As Minister of Foreign Affairs, he addressed climate change as "an existential challenge to the planet", saying that it was "disheartening" to see melting ice from the Kilimanjaro. In the same address, he acknowledged the threat of terrorism in Africa, noting the killing of a Tanzanian soldier in the Democratic Republic of the Congo by the Allied Democratic Forces insurgents and said that while his country was receiving refugees from that country, they would implement the peace agreement with the promise of timely elections in that country. As Foreign Minister, he also expressed the position of Tanzania on nuclear weapons, commending the Comprehensive Nuclear-Test-Ban Treaty and condemning North Korea for its tests.

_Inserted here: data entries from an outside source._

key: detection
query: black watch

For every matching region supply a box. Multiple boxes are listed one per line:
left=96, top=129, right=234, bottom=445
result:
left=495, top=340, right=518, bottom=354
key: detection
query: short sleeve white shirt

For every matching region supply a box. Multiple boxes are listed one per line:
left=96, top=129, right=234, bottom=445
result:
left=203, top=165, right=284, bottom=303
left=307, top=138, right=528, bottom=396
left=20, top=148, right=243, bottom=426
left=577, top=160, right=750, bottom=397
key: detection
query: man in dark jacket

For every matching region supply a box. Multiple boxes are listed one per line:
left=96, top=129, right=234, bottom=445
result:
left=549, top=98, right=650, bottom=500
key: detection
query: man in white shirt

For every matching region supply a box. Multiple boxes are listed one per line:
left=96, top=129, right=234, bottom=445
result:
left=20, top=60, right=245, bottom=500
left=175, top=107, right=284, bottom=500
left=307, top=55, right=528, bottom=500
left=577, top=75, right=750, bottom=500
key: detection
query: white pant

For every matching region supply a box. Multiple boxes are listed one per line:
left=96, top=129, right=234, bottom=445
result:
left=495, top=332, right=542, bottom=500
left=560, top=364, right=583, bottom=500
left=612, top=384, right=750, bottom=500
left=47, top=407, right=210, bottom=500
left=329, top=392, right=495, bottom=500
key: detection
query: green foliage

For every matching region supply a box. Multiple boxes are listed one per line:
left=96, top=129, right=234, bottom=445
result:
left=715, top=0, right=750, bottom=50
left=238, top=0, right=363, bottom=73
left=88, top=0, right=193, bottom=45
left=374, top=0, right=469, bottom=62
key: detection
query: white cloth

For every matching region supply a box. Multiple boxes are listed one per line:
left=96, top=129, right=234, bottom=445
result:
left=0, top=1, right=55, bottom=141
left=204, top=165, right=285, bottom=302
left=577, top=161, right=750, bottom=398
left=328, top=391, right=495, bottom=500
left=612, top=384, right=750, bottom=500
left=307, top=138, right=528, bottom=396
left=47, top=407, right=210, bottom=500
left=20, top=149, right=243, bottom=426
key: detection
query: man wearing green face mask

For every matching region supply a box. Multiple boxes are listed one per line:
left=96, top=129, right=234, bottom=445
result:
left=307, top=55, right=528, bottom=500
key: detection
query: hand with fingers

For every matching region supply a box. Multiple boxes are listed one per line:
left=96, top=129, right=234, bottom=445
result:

In 2019, after a cabinet reshuffle, he was appointed to the Ministry of Justice and Constitutional Affairs. As Minister of Justice and Constitutional Affairs, he blocked the right of individuals and NGOs to directly file cases against the country at the African Court on Human and People's Rights (AfCHPR). Amnesty International condemned the move by saying that "the withdrawal of rights will rob people and organizations in Tanzania a vital avenue to justice". In that decision, Tanzania became the second country after Rwanda to withdraw the right of individuals and NGOs to directly access the African Court.

==Death==
Mahiga died, after a short illness, believed to be COVID-19, while being taken to medical facilities from his Dodoma home on 1 May 2020.